Antes de París, Ken Bugul vivió tres traumas vitales: el abandono de su madre cuando tenía apenas cinco años, el descubrimiento de sus antepasados galos en la escuela francesa y reconocerse por primera vez negra en un espejo de una calle de Bruselas, junto a una tienda de pelucas y contra el trasfondo gris de una marea de belgas blancos. Después de París llegaría la soledad de la calle en Senegal, rechazada por su familia, sin dinero ni amor ni otra cosa que las estrellas haciéndole guiños sincopados en lo alto de un cielo tinto. Sin otro consuelo que la comprensión de las hojas de un cuaderno en el que vomitar un dolor aplazado.
Ken Bugul se sinceró sobre todas estas experiencias y recuerdos en dos escenarios diferentes: el Festival Periplo en Puerto de la Cruz (Tenerife) y el Festival del Sur en Agüimes (Gran Canaria). En ambos casos, relumbrando en el corazón de un plantel de autores, periodistas y artistas, mayoritariamente hombres, que hacían desear al público asistente que las veladas de charlas y debates no acabaran nunca: Rosa María Calaf, Javier Reverte, Nico Castellano, Pepe Naranjo, Mbuyi Kabunda, Antonio Lozano, etc. etc. etc.
La novelista senegalesa habló de más cosas.
Afirmó que se niega a considerarse víctima de su pigmentación o de un cromosoma: jamás achaca sus desencuentros con la vida a la negritud o la femineidad. También precisó que su nombre (su alias literario significa «nadie me quiere» en wolof) es un amuleto, un salvoconducto que le permite escribir lo que le place y como lo desea sin que la misma muerte le pida cuentas. Reflexionó en voz alta que ha escrito sobre religiones, medio ambiente y todos los pretextos que interesaron e interesan a su mente curiosa, viva. Que relaciona sus libros con olores, con canciones, con colores; que duerme amarrada a su portátil y buscándole la carnalidad a las teclas con las que trabaja, como antes buscó el consuelo táctil de los cuadernos y los bolígrafos que utilizó mientras vivía en la calle. Glosó con nostalgia las maravillas de la vida callejera, de la que no reniega, que incluso extraña. Y reivindicó la inmensa suerte de vivir en África, donde tantas cosas pasan.
Ken Bugul reconoce que sus primeros tres libros fueron una especie de terapia extrema, un vómito sanador de dolor y rencores, un milagro que le aligeraba el alma. A partir del cuarto y a causa de una apuesta con un compatriota intelectual y contemporáneo de ella, Boubacar Boris Diop, comenzó a considerar la escritura como un arte, un oficio más allá de la pura y simple cura.

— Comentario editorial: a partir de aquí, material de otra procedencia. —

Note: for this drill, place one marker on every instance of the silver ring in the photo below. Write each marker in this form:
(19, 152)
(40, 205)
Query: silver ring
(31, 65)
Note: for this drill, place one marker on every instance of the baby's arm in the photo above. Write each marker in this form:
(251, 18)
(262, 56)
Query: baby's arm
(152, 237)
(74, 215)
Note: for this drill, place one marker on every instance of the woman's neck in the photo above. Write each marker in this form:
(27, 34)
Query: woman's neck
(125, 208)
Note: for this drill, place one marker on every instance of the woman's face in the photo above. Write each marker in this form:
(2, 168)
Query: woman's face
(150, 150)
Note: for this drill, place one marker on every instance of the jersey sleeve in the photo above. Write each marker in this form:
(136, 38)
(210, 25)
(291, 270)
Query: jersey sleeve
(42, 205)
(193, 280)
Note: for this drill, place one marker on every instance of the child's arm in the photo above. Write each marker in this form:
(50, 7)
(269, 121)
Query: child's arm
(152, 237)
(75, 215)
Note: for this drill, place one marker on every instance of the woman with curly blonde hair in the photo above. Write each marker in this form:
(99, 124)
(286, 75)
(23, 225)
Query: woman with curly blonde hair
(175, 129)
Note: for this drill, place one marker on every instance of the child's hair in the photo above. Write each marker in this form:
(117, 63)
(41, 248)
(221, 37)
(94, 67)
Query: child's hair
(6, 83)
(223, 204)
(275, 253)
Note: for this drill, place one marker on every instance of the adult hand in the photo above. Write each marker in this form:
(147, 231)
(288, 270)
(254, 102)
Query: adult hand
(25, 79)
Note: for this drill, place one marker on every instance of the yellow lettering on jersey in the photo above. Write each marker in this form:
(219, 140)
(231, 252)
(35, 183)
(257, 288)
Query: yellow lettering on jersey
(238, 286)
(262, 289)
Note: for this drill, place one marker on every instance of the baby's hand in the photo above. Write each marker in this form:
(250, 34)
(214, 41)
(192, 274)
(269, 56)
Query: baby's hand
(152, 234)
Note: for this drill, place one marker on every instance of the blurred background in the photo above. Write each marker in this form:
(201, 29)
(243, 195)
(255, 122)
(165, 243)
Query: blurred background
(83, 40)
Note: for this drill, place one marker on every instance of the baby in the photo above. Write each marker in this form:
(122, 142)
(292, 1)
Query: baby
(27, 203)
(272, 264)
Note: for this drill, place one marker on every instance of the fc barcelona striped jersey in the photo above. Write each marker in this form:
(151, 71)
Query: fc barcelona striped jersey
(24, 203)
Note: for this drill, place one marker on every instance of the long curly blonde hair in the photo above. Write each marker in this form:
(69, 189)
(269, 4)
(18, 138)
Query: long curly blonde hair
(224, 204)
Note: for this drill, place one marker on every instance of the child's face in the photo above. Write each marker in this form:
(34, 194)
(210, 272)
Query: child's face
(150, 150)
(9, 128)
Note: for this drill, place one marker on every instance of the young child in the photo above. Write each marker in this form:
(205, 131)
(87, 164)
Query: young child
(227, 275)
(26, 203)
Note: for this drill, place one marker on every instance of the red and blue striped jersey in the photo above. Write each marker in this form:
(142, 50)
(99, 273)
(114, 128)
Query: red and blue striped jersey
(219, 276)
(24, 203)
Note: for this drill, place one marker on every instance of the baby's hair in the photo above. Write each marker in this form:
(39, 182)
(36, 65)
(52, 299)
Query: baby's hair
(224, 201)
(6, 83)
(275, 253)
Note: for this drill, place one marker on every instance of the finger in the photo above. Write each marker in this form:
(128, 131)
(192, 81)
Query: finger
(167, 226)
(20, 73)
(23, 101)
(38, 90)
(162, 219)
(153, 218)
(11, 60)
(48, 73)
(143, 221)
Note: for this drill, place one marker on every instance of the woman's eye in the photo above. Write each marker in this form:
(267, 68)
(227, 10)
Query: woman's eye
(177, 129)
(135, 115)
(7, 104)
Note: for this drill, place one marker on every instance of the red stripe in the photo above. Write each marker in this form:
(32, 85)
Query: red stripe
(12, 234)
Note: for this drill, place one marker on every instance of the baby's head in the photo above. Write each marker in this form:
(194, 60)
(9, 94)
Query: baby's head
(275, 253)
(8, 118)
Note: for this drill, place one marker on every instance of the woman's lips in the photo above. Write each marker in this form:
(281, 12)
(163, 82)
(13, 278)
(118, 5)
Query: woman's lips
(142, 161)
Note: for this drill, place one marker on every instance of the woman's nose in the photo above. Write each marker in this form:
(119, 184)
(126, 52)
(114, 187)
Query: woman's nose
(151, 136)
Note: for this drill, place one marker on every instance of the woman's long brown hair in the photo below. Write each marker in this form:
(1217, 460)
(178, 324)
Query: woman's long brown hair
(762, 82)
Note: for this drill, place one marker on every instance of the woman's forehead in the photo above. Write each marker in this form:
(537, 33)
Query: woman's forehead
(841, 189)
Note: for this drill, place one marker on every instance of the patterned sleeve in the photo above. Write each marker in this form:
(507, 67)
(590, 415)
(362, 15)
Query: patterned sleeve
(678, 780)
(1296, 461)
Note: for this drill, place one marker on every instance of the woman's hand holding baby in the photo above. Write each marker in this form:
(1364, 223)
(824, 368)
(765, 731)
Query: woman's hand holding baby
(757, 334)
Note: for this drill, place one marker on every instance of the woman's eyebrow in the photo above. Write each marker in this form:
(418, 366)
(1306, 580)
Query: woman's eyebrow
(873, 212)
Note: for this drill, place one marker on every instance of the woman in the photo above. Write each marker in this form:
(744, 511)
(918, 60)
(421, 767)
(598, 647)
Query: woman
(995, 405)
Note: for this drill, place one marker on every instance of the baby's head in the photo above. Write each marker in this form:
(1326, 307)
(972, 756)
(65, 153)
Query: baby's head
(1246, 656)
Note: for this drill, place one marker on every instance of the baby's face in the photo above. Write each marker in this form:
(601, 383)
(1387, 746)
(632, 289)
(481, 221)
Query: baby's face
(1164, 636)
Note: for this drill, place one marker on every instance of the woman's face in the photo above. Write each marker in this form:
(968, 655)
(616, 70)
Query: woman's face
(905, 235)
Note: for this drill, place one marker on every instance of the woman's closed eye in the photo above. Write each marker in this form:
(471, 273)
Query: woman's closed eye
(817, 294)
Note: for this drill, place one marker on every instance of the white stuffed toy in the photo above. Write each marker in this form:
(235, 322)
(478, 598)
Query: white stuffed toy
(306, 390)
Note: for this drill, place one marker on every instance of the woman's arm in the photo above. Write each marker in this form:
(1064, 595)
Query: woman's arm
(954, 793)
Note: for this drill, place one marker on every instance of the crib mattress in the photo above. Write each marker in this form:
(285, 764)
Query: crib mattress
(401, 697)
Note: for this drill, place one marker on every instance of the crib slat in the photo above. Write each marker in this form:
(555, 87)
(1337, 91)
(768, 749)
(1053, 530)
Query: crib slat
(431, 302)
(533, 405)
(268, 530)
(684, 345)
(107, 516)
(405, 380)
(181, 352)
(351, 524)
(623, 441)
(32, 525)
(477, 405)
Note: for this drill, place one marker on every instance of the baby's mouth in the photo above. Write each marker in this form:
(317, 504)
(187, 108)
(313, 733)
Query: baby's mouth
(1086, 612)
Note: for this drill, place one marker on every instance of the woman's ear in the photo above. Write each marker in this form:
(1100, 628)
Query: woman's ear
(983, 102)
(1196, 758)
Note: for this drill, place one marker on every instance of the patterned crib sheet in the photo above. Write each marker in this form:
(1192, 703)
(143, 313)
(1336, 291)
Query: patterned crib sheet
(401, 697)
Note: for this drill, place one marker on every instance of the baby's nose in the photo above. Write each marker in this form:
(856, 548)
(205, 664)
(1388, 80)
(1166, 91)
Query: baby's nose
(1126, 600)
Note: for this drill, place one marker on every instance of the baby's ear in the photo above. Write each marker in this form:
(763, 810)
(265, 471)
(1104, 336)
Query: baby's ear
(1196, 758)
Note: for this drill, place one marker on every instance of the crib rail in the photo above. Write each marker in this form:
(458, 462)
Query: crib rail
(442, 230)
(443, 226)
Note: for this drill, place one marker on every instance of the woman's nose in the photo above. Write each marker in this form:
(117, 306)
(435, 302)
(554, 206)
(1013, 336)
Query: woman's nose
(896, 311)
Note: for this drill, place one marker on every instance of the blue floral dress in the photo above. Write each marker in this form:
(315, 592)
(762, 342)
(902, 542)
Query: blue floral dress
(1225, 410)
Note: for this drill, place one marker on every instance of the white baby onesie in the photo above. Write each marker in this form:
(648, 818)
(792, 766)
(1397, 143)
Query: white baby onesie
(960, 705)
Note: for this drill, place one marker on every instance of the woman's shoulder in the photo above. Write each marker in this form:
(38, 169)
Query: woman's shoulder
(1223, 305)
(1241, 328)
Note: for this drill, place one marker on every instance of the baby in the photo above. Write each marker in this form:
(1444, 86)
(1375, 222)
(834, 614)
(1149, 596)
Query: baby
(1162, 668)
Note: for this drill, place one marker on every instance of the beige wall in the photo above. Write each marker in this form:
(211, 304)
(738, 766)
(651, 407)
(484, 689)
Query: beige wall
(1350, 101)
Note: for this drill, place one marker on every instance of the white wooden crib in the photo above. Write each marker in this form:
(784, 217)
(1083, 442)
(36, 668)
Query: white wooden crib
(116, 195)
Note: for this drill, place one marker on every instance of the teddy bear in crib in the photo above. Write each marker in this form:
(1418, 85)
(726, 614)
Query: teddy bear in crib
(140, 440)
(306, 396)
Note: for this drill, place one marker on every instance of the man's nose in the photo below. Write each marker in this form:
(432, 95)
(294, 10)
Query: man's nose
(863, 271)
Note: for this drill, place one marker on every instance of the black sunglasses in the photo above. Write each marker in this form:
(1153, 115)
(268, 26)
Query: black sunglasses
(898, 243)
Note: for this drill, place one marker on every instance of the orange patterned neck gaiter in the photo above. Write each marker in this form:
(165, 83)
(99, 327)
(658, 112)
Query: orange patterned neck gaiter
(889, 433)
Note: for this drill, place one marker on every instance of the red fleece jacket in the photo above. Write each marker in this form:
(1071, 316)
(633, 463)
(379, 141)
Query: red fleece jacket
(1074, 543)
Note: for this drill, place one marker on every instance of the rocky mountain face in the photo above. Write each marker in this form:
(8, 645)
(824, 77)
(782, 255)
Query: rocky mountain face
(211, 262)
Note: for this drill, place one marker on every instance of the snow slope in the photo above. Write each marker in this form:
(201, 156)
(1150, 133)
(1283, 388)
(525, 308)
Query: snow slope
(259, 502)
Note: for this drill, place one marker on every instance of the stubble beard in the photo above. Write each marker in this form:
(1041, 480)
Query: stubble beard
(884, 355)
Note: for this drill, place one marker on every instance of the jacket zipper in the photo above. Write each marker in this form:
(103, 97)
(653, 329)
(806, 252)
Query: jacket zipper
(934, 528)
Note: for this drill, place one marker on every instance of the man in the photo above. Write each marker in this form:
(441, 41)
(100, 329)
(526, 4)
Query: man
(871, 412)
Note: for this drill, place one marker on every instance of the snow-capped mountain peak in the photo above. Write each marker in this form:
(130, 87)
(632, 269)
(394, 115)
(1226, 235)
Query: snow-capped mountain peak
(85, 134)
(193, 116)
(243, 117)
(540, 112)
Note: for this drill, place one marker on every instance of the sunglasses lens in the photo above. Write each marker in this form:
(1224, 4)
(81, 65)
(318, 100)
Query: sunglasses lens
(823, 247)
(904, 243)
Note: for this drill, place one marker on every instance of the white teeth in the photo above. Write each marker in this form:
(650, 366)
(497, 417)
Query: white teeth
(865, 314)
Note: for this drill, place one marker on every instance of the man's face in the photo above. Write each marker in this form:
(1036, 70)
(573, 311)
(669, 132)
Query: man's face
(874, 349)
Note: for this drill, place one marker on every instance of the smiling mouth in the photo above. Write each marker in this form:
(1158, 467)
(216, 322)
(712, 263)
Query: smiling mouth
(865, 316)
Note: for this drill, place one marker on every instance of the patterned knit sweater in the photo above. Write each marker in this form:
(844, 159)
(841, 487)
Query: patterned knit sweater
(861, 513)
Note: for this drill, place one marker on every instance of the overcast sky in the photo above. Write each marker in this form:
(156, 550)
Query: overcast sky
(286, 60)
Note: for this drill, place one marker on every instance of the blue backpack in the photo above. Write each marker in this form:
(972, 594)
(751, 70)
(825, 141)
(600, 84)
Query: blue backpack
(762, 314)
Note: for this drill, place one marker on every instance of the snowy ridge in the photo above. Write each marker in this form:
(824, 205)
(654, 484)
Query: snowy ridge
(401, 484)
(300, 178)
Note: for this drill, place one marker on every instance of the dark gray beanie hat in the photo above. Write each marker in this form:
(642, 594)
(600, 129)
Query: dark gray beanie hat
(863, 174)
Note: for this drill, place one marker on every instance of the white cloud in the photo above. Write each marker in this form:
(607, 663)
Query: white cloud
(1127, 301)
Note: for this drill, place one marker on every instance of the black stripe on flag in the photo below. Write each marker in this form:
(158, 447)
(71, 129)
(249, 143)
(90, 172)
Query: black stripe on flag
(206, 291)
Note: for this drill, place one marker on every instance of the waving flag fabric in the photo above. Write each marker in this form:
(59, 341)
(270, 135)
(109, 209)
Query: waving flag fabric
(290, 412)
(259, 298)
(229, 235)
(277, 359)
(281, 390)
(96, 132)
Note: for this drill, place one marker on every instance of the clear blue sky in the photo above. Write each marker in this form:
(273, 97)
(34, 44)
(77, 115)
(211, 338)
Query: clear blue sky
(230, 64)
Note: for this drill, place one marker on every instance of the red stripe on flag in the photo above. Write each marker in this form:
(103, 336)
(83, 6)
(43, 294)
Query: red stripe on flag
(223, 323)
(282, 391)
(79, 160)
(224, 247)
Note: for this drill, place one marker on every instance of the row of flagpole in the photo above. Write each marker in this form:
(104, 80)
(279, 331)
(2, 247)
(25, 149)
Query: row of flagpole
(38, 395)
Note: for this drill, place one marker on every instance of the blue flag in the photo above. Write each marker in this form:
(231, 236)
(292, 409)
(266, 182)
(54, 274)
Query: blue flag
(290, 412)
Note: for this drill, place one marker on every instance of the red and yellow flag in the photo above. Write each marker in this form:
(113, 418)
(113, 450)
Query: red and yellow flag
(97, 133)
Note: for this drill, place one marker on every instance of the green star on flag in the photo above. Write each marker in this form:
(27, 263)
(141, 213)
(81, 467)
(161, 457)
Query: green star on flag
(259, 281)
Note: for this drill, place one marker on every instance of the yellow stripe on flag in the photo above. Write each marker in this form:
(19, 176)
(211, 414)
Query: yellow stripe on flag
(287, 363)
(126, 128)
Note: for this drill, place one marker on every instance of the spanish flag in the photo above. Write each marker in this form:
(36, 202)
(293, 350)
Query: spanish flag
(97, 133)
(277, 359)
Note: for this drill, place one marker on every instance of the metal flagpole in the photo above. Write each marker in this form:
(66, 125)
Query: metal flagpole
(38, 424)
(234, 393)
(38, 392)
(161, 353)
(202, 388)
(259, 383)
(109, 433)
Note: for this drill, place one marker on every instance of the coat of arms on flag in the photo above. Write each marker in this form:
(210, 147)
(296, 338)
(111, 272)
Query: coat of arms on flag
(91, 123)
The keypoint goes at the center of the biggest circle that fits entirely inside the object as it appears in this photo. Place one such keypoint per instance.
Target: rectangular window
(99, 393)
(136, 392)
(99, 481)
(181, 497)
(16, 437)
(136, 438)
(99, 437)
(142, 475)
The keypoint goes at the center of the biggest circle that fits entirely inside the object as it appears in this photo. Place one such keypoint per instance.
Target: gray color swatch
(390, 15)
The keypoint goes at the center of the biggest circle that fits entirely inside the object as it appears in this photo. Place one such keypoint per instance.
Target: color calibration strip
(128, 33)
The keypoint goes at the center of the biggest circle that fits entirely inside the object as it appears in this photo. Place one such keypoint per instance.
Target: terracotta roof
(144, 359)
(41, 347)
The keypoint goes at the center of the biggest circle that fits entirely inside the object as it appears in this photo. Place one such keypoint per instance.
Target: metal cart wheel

"Indígena" por vivir en un pueblo, lejos de las urbes afrancesadas del Senegal colonial que la vio nacer, reivindica también su venganza sobre la lengua francesa, que tomó, golpeó, zarandeó y desplazó a escenarios incongruentes y situaciones para las que no fue pensada y pulida durante siglos. Sin elegancia, extrayéndola de moldes y corsés, despeinando sus prejuicios, tocándola con la magia.
Al salir de la conferencia, Marietou se dejó fotografiar, felicitar, arropar en afecto y continuó hablando con urgencia y pasión, arrumbada en un banco de piedra a la puerta del Teatro de Agüimes, con un foco clavado en sus trenzas rubias mientras la entrevistaban.
Contó que ha vivido en varios países africanos diferentes durante 26 años y que ha aprendido a valorar, sobre todas las cosas, su libertad. Opinó que la mujer no nace para casarse o ser madre: nace para asumirse, realizarse, vivir plenamente. Expresó su adoración por Fatou Diome, otra escritora senegalesa libre y rebelde, sin pelos en la lengua, que se considera heredera de su palabra, imbuida de su espíritu rompedor, inconformista.
Al terminar la entrevista, le pidieron un deseo para su continente y se quedó, de repente, muda.
"Que nos dejen tranquilos", respondió tras una breve pausa para pensarlo. "Que dejen a África tranquila".